Special attention deserves the latest reports from the literature regarding the assumption that a special role in the development of the described anomalies is played by the anomaly of the ductus arteriosus. As early as 2002, Yeager discussed the prenatal role of the arterial duct in the development of APVS. In 2014, Quereshi described two patients with tetralogy of Fallot who developed APVS, probably because they did not have a Botallo’s duct., in the phenotypic expression of the defect with the right aortic arch and retroesophageal left subclavian artery, but without a vascular ring. He concludes that every APVS that has a VSD does not have a ductus (TF type), and children with APVS that is not called an isolated form (no VSD) have DB. However, if the TF type of APVS has a ductus, it supplies only the left pulmonary artery that is discontinuous with TPA. This is exactly how we can describe our patient no. 2; tetralogy type of APVS (has a VSD), but also has a DB, which, however, supplies only the left branch of the pulmonary artery, which is discontinuous from the pulmonary trunk and is hypoplastic.

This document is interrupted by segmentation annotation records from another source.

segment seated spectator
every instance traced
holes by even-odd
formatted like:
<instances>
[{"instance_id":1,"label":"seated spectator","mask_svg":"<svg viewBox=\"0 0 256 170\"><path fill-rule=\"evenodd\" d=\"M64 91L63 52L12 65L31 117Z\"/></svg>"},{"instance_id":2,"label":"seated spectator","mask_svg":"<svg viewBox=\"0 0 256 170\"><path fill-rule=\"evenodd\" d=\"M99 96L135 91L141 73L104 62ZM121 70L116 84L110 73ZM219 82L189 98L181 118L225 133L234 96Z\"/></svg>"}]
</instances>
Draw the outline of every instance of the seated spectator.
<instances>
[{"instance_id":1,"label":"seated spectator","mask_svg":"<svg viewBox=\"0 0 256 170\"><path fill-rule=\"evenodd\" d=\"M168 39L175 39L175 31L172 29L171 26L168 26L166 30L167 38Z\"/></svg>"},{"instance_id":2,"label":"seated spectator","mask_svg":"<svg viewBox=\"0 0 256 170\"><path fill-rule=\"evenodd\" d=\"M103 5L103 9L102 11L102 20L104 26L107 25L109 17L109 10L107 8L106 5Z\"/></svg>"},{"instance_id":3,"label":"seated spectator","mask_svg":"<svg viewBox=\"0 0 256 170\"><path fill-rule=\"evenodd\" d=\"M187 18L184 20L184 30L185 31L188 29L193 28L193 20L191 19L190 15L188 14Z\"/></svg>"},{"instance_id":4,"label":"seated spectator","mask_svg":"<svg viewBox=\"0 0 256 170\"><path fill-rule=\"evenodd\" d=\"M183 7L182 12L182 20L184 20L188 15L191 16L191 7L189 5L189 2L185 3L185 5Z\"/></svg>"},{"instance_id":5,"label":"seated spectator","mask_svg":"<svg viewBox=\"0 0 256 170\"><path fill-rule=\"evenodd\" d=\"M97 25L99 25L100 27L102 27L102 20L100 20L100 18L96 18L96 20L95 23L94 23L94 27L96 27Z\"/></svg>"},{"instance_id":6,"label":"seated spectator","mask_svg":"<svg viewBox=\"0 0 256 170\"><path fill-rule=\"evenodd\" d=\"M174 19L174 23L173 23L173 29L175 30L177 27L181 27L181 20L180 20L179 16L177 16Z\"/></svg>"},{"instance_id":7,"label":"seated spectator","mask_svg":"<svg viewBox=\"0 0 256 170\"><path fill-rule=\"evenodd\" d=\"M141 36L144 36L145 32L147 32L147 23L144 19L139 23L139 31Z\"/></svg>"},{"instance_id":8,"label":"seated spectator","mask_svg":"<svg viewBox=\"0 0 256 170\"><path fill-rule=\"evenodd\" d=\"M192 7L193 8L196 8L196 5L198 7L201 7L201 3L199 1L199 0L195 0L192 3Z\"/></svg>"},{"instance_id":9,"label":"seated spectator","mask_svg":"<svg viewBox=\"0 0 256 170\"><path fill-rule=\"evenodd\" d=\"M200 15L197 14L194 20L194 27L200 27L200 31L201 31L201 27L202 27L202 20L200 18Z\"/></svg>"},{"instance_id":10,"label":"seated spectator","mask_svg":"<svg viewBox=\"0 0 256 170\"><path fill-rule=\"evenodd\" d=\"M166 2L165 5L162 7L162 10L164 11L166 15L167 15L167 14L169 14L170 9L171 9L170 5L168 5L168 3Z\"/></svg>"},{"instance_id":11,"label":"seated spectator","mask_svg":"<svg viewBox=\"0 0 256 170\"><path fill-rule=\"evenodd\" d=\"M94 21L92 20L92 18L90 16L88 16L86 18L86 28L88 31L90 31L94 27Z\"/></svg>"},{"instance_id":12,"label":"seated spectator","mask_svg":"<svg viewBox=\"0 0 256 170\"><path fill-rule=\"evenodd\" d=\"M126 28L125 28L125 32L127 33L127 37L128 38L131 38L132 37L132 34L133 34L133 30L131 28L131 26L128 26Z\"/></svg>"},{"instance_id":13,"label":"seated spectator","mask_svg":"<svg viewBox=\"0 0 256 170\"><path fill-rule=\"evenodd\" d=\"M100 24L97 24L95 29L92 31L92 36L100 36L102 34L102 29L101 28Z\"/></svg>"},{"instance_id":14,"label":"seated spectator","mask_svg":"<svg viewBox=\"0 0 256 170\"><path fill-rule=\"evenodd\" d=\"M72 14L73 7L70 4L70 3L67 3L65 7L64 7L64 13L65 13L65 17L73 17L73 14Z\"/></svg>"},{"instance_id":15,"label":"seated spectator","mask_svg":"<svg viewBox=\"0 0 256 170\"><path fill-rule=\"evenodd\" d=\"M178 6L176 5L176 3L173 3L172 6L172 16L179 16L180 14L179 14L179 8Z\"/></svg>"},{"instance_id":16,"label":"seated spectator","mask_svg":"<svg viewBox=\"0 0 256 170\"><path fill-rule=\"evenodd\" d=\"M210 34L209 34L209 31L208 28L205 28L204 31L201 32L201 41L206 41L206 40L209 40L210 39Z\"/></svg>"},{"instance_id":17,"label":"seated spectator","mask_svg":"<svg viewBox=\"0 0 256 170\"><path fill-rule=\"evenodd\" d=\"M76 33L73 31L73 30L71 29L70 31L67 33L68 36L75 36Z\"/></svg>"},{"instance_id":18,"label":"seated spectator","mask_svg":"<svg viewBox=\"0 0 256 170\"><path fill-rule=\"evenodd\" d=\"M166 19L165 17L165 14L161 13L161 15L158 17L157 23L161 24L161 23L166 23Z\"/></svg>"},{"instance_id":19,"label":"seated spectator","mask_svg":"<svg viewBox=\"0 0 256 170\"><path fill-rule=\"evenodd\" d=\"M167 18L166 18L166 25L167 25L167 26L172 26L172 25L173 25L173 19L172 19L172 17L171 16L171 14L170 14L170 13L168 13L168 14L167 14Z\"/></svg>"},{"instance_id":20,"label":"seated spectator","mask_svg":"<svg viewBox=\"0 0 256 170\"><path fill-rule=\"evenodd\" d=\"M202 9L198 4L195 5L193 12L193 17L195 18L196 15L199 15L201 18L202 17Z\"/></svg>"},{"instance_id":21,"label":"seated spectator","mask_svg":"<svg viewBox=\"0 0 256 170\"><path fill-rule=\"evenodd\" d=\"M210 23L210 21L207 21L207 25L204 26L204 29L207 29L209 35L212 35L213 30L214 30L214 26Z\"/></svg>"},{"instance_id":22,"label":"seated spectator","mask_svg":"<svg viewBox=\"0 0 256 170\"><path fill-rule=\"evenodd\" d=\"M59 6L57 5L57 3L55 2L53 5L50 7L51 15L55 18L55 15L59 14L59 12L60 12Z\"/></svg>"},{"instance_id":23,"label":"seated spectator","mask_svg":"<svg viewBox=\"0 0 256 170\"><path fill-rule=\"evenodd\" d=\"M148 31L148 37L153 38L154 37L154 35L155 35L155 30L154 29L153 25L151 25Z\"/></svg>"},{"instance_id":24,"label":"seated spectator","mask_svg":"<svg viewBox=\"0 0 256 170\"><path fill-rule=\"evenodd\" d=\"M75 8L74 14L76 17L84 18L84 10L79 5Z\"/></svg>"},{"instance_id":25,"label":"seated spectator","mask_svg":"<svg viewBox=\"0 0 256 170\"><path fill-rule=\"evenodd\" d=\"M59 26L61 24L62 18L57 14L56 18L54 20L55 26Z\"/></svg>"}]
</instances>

The patient received an early Contegra conduit, the VSD was closed, the LPA was connected to the TPA, and a stent was implanted in the LPA with ligation of the atypical, stenotic duct through which the LPA was supplied. In addition to this description, we find other similar descriptions [9,24]. The most recent report on the importance of the pathological form of the Botallo’s duct for the development of right-sided lesions described within the concept of APVS was given by Gewillig in 2017 on the example of 27 fetuses diagnosed with a dysfunctional Botallo’s duct [8]. He believes that various anomalies of the duct may be the reason for changes in the right heart, primarily in the pulmonary valve, and then in the pulmonary blood vessels. He mentions ductus obstruction, transient constriction, kinking (kneelike fold) and aneurysm, i.e. tortuous and wide ductus of Botallo [25]. He also mentions the right ventricle as a potential site of suffering, including the development of non-compaction cardiomyopathy. Our paper describes in detail an isolated form of APVS (patient 4) who had a wide, tortuous (siphonic) ductus (early ligation), and in addition to other described anomalies, had severe non-compact cardiomyopathy of the right ventricle (see Figures 2 & 4).
It is precisely thanks to the development of foetal cardiology and the aforementioned findings from the literature that APVS can be treated successfully in our conditions if we adhere to the initial guidelines;
1. Early recognition of the syndrome (prenatal diagnosis),
2. Early cardiac surgical intervention (ductal ligation),
3. Implantation of a valved conduit between the right ventricle and the pulmonary artery,
4. Plication of aneurysmal dilated pulmonary arteries and
5. Release of the airways from their pressure - LeCompte manoeuvre.